At times, Mudbound buckles a little under its ambition: Even at close to two-and-a-half hours, there’s a lot of ground to cover, and characters sometimes disappear for long stretches, some individual arcs waylaid by others. (Mulligan’s Laura, for example, starts out looking like the heroine, but ends up playing a less significant role in the backstretch.) What excites me about the film isn’t so much its fatalistic story, which builds inexorably to a last act upsetting enough to send some viewers at the premiere screening racing for the exits, as the way Rees tells it. Replicating the divided perspective of the novel, Mudbound employs multiple narrators, decentering the drama to create a spectrum of POVs. It’s a strategy that underlines the film’s vision of a divided America, while also lending a sprawling, prestige literary adaptation an interiority, a poetic touch. That’s no small feat.
Pariah didn’t make much of an impression on me a few years ago, which makes Mudbound’s hefty power a pleasant surprise.
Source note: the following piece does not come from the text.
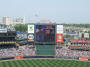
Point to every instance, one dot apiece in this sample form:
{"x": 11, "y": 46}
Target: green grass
{"x": 44, "y": 63}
By contrast, I’m disappointed to report that my anticipated movie of the festival, Wind River (Grade: B-), didn’t live up to my (perhaps unfairly inflated) expectations. It’s the third film written and the first one directed by Taylor Sheridan, who penned Sicario and Hell Or High Water. Having done flavorful, crackerjack wonders in the American Southwest, the former Sons Of Anarchy actor heads north to Wyoming for his directorial debut, a snowbound noir starring Jeremy Renner as a government game hunter teaming up with a green FBI agent (fellow Avenger Elizabeth Olsen) to solve the rape and murder of a young woman on the local Native American reservation.
Sheridan’s gift for popping, antagonistic dialogue pays big dividends in the film’s best scenes—many involving frustrations of law-enforcement protocol—and it’s hard to write off the Elmore Leonard-ish economy of the plotting. But without the muscular direction of Denis Villeneuve or David Mackenzie (Sheridan just isn’t there yet), Wind River’s flaws shift into sharper relief. This is a much more maudlin script than the others the filmmaker has written, devoting one too many pages to the troubled backstory of its protagonist and his frequent speeches about survival and coping—a burden that Renner can’t entirely shoulder. I have other issues with the movie, but I’ll save those for the inevitable full review, should the famously unreliable Weinsteins release it any time soon. At Sundance, it’s not always the films you’re most excited for that make the biggest impression—a lesson I’ll reiterate tomorrow, when I cover the two best films I’ve seen in Park City this year. I didn’t expect to love them either.